Phone: (267) 426-7969
Position: Adjunct Associate Professor
Clinical Assistant Professor of Orthodontics
Temple University School of Dental medicine
The overall goal of my research program is to study the molecular regulatory mechanisms of collagen genes during normal and abnormal craniofacial skeletogenesis.
Formation of craniofacial skeleton involves complex processes. For example, although both synchondroses (primary cartilage) and sutures and articulations (secondary cartilage) undergo endochondral ossification, they have different histological and biochemical profiles and different intrinsic growth potentials. In addition, although calvarial and facial bones appear to form by intramembranous ossification without cartilagenous primordia, I and others have observed transient expression of some cartilage-characteristic collagen genes during intramembranous ossification.
Collagens are crucial structural elements which determine the physical chemical properties of cartilage and bone. In addition, the genes encoding types I, II and III collagen may have additional functions in chondrogenesis that are unrelated to their roles in production of structural proteins. We have isolated two forms of alpha 1(II) collagen mRNA produced by alternative splicing of the second exon; which encodes a cysteine-rich globular domain in the amino-propeptide. These two forms of alpha 1(II) collagen mRNA are differentially expressed during chondrogenesis. The earlist detectable isoform, type IIA, includes a cysteine-rich globular domain encoded by exon 2; this isoform is detected predominantly in prechondrogenic mesenchymal cells. Highly differentiated chondrocytes, such as those in articular cartilage, contain the isoform IIB, in which exon 2 has been spliced out. The resulting change in type II collagen isoform is believed to be a critical event in chondrocyte differentiation. Recent experiments from Dr. Adams' laboratory have demonstrated that supression of types I and III collagen synthesis in normal chondrocytes from chick embryos is mediated by an unusual transcriptional regulatory mechanism. We have identified chondrocyte-specific internal promoters in the genes encoding both 2 subunit of type I collagen and the alpha 1 subunit of type III collagen and demonstrated that transcripts initiating at those promoters cannot encode the expected collagen proteins, and may encode noncollagenous proteins; thus it may also have an alternative function in cartilage.

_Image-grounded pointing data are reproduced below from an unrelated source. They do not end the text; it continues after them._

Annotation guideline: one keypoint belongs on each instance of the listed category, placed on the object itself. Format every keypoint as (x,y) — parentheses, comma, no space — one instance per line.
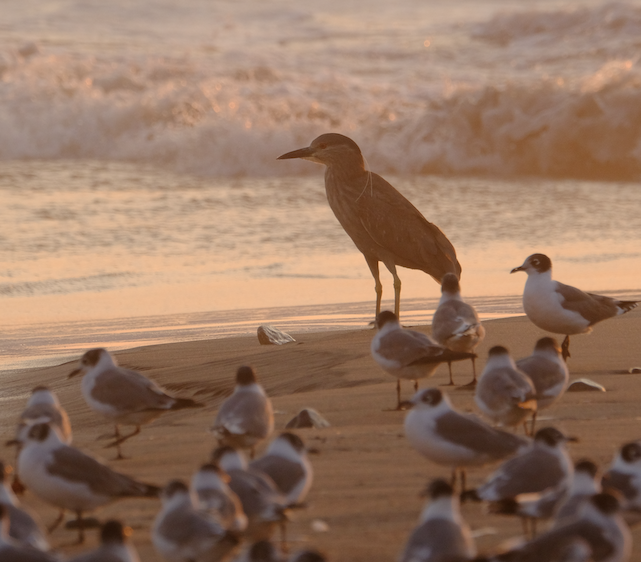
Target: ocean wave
(231,113)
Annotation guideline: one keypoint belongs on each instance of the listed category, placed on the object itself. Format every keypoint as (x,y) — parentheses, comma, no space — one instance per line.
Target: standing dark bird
(381,222)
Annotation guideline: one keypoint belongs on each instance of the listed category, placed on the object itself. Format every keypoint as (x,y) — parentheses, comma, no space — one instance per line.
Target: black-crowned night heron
(383,224)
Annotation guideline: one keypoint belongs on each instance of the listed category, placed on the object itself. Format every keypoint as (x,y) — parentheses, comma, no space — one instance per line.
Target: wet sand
(367,477)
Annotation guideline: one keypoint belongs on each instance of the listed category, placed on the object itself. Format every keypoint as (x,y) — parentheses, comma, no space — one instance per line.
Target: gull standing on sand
(547,371)
(504,394)
(23,527)
(264,506)
(14,551)
(44,407)
(441,533)
(545,464)
(408,354)
(114,546)
(381,222)
(246,417)
(213,495)
(456,324)
(70,479)
(562,309)
(447,437)
(286,463)
(599,527)
(624,477)
(182,533)
(123,396)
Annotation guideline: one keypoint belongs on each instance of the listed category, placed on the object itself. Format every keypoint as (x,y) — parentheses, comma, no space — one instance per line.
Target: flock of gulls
(236,506)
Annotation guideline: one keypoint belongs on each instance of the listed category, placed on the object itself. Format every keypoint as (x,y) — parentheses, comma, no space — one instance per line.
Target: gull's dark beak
(307,152)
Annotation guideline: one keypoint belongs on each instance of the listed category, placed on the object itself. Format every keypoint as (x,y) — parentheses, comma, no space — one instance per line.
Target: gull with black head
(246,417)
(408,354)
(69,479)
(381,222)
(448,437)
(562,309)
(122,395)
(456,324)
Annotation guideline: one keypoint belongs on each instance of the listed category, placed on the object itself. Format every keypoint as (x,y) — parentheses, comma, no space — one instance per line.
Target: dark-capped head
(430,396)
(450,284)
(175,487)
(552,436)
(330,149)
(536,262)
(547,344)
(39,432)
(605,502)
(437,489)
(587,467)
(386,317)
(631,452)
(245,376)
(113,531)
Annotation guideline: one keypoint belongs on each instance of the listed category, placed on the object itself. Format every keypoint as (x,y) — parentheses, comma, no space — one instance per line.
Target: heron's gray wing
(286,474)
(245,413)
(534,471)
(470,432)
(437,539)
(129,391)
(593,308)
(73,465)
(396,225)
(408,346)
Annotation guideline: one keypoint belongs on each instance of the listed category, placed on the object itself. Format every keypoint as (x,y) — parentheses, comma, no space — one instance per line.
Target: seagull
(23,526)
(561,309)
(599,526)
(124,396)
(447,437)
(70,479)
(114,546)
(504,394)
(14,551)
(559,502)
(456,324)
(264,506)
(407,354)
(43,406)
(246,417)
(547,371)
(286,463)
(441,533)
(624,478)
(182,533)
(383,224)
(545,464)
(210,486)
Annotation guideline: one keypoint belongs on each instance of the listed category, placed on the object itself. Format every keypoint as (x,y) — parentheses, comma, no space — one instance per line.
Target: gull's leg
(565,348)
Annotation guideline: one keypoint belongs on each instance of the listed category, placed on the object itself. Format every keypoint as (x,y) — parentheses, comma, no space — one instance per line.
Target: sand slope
(367,477)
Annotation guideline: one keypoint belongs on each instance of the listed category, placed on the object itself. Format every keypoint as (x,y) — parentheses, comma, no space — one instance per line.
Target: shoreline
(367,477)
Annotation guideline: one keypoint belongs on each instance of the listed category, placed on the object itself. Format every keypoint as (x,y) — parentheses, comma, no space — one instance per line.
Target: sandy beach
(367,477)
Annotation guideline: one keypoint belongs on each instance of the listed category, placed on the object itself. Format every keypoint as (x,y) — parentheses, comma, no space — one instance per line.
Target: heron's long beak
(306,152)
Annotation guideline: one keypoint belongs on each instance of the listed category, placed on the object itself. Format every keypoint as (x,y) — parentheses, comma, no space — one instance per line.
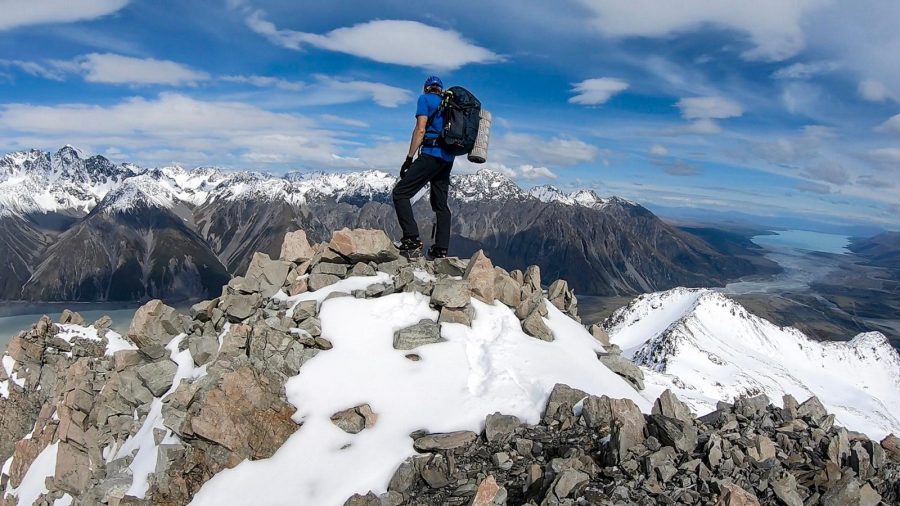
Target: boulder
(445,441)
(451,293)
(624,368)
(480,275)
(360,245)
(296,248)
(669,405)
(534,326)
(420,334)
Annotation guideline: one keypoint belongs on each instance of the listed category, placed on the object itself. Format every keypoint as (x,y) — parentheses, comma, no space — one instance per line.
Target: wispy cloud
(597,91)
(20,13)
(399,42)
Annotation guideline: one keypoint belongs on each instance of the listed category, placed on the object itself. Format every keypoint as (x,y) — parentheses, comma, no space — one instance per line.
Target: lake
(15,316)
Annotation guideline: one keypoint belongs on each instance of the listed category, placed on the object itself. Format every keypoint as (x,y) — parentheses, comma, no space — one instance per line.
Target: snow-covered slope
(492,366)
(706,348)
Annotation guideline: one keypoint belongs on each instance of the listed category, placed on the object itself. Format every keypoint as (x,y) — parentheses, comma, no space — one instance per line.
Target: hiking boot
(410,247)
(435,252)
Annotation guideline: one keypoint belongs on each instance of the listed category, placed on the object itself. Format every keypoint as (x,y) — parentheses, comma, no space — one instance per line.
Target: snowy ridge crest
(706,347)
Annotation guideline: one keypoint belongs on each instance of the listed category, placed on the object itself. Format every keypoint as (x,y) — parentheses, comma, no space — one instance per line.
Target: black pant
(426,169)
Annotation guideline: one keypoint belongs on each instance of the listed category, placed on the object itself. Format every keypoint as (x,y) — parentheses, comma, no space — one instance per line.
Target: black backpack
(461,111)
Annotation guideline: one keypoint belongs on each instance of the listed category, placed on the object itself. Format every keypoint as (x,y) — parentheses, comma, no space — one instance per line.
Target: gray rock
(450,266)
(444,441)
(673,432)
(361,245)
(296,248)
(452,293)
(669,405)
(624,368)
(318,281)
(534,326)
(157,376)
(420,334)
(498,428)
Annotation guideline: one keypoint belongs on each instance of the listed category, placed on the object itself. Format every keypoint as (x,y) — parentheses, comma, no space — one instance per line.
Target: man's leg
(440,189)
(423,169)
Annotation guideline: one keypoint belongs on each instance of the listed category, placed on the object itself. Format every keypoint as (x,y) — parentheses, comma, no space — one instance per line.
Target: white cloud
(265,82)
(874,91)
(658,150)
(806,70)
(117,69)
(19,13)
(892,125)
(709,108)
(329,90)
(597,91)
(399,42)
(176,124)
(36,69)
(773,26)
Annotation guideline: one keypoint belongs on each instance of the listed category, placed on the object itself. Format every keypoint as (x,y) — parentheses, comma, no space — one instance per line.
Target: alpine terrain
(82,228)
(342,374)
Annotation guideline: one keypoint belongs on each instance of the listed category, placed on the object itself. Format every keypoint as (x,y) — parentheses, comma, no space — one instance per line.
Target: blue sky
(771,109)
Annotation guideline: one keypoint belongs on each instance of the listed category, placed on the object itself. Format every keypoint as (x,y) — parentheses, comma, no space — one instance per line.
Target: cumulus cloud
(222,130)
(709,108)
(597,91)
(773,26)
(117,69)
(19,13)
(399,42)
(806,70)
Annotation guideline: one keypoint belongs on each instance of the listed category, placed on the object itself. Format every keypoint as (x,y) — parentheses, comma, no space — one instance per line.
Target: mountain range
(78,227)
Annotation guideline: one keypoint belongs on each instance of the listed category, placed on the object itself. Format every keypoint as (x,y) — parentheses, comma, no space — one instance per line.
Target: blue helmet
(434,81)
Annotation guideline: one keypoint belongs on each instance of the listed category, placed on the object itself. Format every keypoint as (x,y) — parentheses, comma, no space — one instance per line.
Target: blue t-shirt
(428,103)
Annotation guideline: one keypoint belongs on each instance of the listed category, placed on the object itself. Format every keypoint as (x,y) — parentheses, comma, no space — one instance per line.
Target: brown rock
(296,248)
(480,275)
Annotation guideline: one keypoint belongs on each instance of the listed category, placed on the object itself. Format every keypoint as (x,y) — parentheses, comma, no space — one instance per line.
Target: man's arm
(418,135)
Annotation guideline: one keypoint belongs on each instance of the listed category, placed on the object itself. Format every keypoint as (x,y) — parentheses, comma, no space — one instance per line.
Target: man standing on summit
(433,166)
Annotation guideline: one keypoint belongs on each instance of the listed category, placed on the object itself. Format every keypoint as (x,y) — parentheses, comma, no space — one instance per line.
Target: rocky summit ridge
(157,415)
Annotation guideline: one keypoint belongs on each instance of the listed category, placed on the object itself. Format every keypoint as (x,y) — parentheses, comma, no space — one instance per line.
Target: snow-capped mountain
(235,213)
(706,348)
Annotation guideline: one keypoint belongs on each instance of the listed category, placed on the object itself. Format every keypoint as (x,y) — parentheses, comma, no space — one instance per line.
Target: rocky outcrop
(749,453)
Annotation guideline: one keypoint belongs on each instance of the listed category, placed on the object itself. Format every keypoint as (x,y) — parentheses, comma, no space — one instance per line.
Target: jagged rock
(420,334)
(842,493)
(673,432)
(450,293)
(445,441)
(489,493)
(296,248)
(669,405)
(599,333)
(240,306)
(157,376)
(534,326)
(266,274)
(72,317)
(361,245)
(152,326)
(891,444)
(450,266)
(355,419)
(733,495)
(318,281)
(480,276)
(624,368)
(506,289)
(499,427)
(463,315)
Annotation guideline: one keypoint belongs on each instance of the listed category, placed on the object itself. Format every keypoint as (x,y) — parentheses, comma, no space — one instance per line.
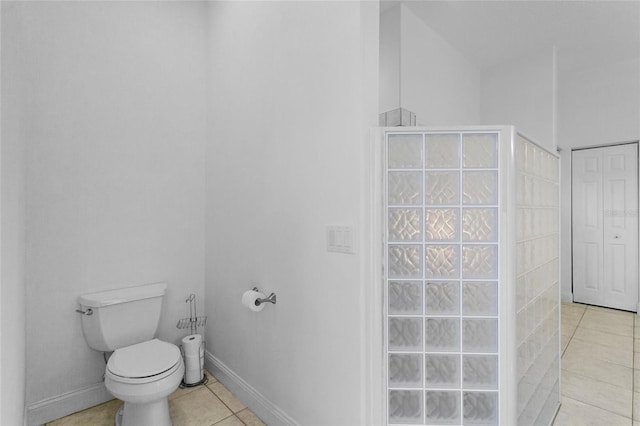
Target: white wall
(596,106)
(521,93)
(435,81)
(390,59)
(288,127)
(12,228)
(115,167)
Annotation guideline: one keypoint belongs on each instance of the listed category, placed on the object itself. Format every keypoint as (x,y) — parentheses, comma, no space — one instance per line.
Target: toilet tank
(122,317)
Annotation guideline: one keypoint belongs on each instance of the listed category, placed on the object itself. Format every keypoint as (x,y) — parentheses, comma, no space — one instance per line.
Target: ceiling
(487,33)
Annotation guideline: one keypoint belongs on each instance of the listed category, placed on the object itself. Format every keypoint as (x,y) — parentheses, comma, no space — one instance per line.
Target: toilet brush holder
(194,364)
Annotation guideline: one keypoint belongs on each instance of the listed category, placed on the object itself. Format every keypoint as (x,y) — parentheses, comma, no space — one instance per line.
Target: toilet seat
(143,362)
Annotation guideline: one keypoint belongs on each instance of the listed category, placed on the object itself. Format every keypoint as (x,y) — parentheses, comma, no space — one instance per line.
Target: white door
(605,226)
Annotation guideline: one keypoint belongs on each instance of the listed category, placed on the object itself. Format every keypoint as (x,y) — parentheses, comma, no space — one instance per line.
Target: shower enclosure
(471,293)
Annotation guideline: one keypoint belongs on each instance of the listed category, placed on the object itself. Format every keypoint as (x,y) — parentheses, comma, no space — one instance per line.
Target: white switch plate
(340,239)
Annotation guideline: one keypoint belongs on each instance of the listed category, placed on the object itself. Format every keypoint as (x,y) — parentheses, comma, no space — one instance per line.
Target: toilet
(142,371)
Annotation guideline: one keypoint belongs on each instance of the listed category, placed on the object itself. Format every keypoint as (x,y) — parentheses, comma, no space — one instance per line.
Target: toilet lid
(144,359)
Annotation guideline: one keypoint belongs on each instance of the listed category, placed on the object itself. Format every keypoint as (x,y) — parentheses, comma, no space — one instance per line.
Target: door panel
(605,226)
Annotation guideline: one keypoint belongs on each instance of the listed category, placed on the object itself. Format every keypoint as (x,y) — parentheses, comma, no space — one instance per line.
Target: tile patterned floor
(600,353)
(212,404)
(600,380)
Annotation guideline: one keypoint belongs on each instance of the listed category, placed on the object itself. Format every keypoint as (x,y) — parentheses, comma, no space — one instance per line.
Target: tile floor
(599,385)
(212,404)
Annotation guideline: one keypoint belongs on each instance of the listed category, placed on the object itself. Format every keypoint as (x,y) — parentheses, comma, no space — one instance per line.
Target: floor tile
(567,328)
(610,323)
(249,419)
(574,413)
(610,311)
(100,415)
(229,399)
(571,317)
(603,371)
(572,307)
(600,337)
(230,421)
(579,349)
(599,394)
(200,407)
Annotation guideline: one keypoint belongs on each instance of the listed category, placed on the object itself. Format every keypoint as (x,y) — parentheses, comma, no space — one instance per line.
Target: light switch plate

We will use in situ hybridization and RNAse protection assays to characterize the developing chick craniofacial skeleton in terms of the collagen mRNAs known to be important for chondrogenesis and osteogenesis, including the alternative mRNAs of the type I, II, and III collagen genes. We will compare the pattern of collagen gene expression in synchondroses (primary cartilage) and sutures and articulations (secondary cartilage) with that in the epiphyseal growth plate, which has been extensively characterized at the molecular and biochemical levels. We will also identify additional cartilage-characteristic collagen genes which are transiently expressed in differentiating calvaria (membranous bones). These experiments will permit us to further define the molecular mechanisms involved in endichondral ossification in primary and secondary cartilages and intramembranous ossification.
Based on the collective data, in near future,
we will propose the studies regarding (1) the functional roles of alternative
type I, II and III collagen transcripts during normal and abnormal development
of the craniofacial skeleton; and (2) the role of cartilage- characteristic
collagen genes in intramembranous ossification.